- Written by Piero Gabucci
- Published on 19 November 2009
The 5.2 is the middle of the pack in their floor standing Reference line, with the larger 3.2 DC and the smaller 7.2 DC while a stand-mounted 9.2 DC is also available. Whether you call it significant, the difference among the floor standing units is in cabinet and driver sizes. Otherwise looking at them you'd be hard pressed to tell them apart – the design is that consistent.
The full-sized loudspeakers share the same 3-way bass-reflex design. And they share the same compliment of drivers, the 5.2 has 2-8" aluminum cone woofers, a 7" midrange aluminum cone and a 1" aluminum oxide ceramic dome tweeter replacing the previous Reference aluminum-manganese dome - more on that later. It stands about 43" tall and weighs a hefty 66 pounds.
In terms of sheer visual design, the Reference is exceptional in its simplicity and quiet elegance. There are no straight lines, with all sides curved and edges radius. The classic piano black is liquid glossy. Rational and functional, there are no "gestures" in the design save for the obvious base or plinth.
Considered a shock absorber the podium reducing or eliminating external interference and essentially "floats" it off the floor. Reaching up underneath between the main body of the speaker and the base reveals the down-facing port which also helps prevent the wall or floor from contributing to the low frequency range.
The cabinet is very much Vento, the curved side walls are multiple layers of MDF forming a rigid monocoque enclosure almost an inch thick, or 21 mm. Internal bracing also adds rigidity by separating driver compartments into 2 chambers. The outer finish is second to none as the stunning piano black is a built-up of up to 12 coats of varnish applied while the preceding coat is still wet. The final luster is achieved polishing by hand over and over.
The "DC" in the line is Canton's Displacement Control design. Built into the circuitry it controls bass by limiting driver excursion via a high pass filter at unwanted or "infrasonic" frequencies.
The 5.2 DC can be bi-wired/bi-amped with gold-plated screw-type binding posts. This in the end was one of my minor gripes, although substantial in girth, the screw would not tighten to my satisfaction by skipping the threads, almost feeling stripped.

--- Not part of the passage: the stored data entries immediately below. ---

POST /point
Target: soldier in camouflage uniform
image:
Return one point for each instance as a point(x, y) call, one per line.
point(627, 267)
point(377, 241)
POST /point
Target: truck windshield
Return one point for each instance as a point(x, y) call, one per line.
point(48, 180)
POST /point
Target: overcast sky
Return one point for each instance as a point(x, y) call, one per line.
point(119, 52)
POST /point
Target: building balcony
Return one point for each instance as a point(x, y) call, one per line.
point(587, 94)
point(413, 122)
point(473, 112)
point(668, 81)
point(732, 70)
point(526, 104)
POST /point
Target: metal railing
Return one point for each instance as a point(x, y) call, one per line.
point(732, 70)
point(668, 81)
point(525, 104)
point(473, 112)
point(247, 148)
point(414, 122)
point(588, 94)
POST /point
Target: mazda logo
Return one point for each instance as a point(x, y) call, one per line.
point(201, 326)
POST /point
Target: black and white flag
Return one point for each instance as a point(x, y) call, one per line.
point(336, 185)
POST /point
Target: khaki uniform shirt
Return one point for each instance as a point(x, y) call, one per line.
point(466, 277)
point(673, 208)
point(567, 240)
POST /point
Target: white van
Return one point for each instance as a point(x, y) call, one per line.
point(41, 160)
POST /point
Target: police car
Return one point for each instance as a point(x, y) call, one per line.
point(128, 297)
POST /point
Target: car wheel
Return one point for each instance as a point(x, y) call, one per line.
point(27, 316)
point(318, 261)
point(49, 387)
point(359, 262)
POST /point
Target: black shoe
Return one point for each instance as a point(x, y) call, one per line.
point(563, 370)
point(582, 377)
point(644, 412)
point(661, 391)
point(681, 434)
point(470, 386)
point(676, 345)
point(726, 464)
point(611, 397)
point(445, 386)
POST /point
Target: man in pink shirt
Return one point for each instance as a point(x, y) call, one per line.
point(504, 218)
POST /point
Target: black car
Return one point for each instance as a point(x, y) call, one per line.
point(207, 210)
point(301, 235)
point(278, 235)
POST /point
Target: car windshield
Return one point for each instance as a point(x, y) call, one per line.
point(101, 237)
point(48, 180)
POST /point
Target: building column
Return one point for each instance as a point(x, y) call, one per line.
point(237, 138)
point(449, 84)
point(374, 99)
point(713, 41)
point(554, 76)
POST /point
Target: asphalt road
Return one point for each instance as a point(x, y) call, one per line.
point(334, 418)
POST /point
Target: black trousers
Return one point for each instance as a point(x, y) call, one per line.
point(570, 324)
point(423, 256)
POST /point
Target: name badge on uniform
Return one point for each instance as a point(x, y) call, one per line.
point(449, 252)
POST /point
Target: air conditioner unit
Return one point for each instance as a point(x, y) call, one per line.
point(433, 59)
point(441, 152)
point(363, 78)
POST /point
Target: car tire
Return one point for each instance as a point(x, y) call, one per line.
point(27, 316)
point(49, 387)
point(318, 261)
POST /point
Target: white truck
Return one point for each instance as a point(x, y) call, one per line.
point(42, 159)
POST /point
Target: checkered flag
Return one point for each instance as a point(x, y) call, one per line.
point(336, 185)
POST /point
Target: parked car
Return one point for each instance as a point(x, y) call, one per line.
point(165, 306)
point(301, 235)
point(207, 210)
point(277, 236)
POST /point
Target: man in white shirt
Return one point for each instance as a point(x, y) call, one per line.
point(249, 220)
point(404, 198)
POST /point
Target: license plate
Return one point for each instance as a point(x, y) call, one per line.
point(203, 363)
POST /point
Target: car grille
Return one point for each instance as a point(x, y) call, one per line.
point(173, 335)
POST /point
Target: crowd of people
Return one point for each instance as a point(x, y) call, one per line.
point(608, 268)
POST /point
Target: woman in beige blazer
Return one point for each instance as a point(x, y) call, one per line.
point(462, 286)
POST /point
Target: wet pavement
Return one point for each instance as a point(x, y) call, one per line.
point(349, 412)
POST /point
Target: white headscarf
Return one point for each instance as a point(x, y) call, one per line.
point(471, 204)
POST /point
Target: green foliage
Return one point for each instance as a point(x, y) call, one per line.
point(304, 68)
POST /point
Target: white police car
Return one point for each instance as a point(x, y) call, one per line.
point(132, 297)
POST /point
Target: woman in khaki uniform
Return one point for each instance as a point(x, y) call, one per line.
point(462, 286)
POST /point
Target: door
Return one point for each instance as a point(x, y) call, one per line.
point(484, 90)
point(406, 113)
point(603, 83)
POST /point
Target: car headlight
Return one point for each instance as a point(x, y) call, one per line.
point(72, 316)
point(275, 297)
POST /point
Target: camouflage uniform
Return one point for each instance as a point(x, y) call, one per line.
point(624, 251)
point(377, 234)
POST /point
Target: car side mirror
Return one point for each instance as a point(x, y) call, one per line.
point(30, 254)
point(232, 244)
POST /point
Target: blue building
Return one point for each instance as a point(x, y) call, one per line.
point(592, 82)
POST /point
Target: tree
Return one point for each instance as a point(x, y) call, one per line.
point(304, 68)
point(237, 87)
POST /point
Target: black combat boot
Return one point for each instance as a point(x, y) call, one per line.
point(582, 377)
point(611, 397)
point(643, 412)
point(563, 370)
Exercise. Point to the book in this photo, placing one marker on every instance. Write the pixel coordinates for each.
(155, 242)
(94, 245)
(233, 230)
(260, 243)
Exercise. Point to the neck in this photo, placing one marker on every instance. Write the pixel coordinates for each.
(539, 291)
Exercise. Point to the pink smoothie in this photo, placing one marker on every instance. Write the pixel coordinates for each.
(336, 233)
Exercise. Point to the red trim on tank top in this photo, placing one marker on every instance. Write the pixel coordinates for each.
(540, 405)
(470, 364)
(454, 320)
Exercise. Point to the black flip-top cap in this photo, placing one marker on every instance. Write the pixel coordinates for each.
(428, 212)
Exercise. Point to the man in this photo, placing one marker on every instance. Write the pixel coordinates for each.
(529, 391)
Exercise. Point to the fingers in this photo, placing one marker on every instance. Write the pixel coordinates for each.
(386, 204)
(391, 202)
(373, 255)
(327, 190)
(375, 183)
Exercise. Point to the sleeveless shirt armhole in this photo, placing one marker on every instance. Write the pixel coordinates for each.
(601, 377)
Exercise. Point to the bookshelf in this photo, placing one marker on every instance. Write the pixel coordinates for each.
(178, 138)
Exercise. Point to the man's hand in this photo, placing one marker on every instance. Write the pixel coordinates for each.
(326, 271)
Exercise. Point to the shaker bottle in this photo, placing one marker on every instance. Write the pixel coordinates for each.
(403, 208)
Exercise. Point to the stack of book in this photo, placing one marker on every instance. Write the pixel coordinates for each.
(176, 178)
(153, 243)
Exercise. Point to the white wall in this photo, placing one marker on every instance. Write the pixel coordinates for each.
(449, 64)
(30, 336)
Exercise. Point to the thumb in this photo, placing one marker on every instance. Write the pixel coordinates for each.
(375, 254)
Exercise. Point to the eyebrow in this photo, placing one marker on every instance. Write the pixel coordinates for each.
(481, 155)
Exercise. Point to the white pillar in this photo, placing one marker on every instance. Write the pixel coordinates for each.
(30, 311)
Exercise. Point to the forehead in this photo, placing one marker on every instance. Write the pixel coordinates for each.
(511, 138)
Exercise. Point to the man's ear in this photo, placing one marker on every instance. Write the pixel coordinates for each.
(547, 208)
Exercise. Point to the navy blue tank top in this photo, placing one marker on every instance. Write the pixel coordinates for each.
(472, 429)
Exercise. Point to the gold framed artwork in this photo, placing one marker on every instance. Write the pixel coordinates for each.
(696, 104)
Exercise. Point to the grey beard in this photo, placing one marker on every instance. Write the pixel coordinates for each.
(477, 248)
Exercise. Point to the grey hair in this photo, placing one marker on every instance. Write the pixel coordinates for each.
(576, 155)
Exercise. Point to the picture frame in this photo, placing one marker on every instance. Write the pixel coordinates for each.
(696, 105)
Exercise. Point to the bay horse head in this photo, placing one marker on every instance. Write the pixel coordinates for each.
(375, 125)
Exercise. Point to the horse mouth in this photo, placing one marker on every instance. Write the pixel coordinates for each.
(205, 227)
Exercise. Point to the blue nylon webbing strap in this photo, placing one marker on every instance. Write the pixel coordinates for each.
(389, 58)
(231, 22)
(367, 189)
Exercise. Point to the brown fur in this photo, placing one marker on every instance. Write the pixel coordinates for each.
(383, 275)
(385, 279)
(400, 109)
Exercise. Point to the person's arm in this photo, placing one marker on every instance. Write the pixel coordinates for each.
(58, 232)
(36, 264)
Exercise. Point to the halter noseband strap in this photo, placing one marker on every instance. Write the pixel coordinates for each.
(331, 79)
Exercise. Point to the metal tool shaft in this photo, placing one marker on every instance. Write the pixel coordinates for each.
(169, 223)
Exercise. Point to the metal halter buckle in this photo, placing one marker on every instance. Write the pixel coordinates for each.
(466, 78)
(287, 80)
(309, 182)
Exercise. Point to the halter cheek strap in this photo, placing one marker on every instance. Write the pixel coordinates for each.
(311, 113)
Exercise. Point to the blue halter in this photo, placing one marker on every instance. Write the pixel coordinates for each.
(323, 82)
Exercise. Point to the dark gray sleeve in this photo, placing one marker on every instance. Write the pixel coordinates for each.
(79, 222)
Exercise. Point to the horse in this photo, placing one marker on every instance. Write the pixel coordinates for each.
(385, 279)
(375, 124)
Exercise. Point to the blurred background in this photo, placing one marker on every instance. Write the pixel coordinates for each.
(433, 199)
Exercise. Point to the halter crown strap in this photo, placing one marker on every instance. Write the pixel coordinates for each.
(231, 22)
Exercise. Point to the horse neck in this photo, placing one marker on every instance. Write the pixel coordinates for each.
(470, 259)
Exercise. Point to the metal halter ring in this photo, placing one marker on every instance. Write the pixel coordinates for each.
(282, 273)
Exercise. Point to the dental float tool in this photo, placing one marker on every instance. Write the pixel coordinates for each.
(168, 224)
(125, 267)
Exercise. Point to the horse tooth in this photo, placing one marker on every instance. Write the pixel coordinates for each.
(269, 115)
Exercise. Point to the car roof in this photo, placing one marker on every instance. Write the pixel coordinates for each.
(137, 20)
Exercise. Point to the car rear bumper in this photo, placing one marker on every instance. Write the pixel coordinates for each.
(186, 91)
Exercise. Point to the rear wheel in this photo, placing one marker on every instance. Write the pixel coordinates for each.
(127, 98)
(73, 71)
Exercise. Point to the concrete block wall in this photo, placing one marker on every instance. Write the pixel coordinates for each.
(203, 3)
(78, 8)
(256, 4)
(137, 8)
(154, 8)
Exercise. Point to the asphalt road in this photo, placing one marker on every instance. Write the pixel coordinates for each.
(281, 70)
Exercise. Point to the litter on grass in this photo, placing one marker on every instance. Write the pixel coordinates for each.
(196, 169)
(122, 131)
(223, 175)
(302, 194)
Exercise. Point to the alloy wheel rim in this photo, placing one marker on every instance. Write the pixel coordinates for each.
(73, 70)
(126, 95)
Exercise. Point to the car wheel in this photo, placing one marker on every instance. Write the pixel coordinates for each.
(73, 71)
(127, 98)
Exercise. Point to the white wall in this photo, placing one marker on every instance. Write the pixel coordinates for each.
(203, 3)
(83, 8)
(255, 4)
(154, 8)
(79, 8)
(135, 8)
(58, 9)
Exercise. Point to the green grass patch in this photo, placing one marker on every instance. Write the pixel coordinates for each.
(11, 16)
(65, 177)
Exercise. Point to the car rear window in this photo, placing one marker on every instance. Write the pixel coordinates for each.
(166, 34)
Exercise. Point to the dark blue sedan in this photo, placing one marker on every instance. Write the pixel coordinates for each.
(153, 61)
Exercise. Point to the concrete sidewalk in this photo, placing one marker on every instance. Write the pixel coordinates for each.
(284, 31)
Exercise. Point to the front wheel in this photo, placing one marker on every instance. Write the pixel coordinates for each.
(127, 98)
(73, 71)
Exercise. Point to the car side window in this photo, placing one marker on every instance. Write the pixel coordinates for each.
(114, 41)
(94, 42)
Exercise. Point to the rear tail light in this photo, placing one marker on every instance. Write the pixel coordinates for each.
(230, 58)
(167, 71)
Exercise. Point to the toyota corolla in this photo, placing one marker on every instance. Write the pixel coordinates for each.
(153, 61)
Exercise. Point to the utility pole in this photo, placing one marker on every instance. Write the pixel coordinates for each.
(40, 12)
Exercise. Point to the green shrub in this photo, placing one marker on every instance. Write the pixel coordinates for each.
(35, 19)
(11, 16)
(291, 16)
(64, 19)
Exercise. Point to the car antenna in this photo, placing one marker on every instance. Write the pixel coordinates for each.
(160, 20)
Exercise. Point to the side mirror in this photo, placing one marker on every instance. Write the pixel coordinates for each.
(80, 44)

Because the threads have a gap it allows the "nut" to squeeze the two sides together a bit too much.
Immediately noticeable about the mid-range and woofer drivers are their shinny aluminum cones - aluminum for its high strength and rigidity, and ultimately for its ability to create detail especially in the midrange.
Examined closely the drivers employ multiple diameters in the shape of the cone. Canton refers to this as TCC or triple curved cone technology. The obvious reason would suggest a more rigid driver produces less distortion. But more so, it's a complex formula that allows the driver to function at multiple frequencies accurately.
Because the dust cap is integral to the surface of the cone, Canton believes "multiple resonance paths" prevent the formation of standing waves across the driver, also reducing distortion. Lastly the larger radius increases the surface area with the double cone shape. This is said to provide less deformation especially at higher excursions, and once again, lowering distortion.
The gem however seems to be the new tweeter. The dome composition combines aluminum and oxide ceramic creating a rigid and lightweight structure. Even the shape of the new dome is greater in height and width, integrated with the baffle provides greater bandwidth especially at highest frequencies.
Known as the ADT-25 for the reference line, the tweeter flared baffle was also redesigned for greater off-axis dispersion. I can tell you that this was extremely obvious while walking side to side while listening. Canton claims a 3dB increase in efficiency, which is quite dramatic.
Crossover circuitry is given the same consideration as cabinet design or driver execution. Rubber mounts separate the circuit board from the cabinet. Mentioned already was DC technology or displacement control. Canton controls the bass drivers from infrasonic signals (which are described as those under 20 Hz), because as woofers try to reproduce frequencies below their capabilities, harmonic distortions are produced.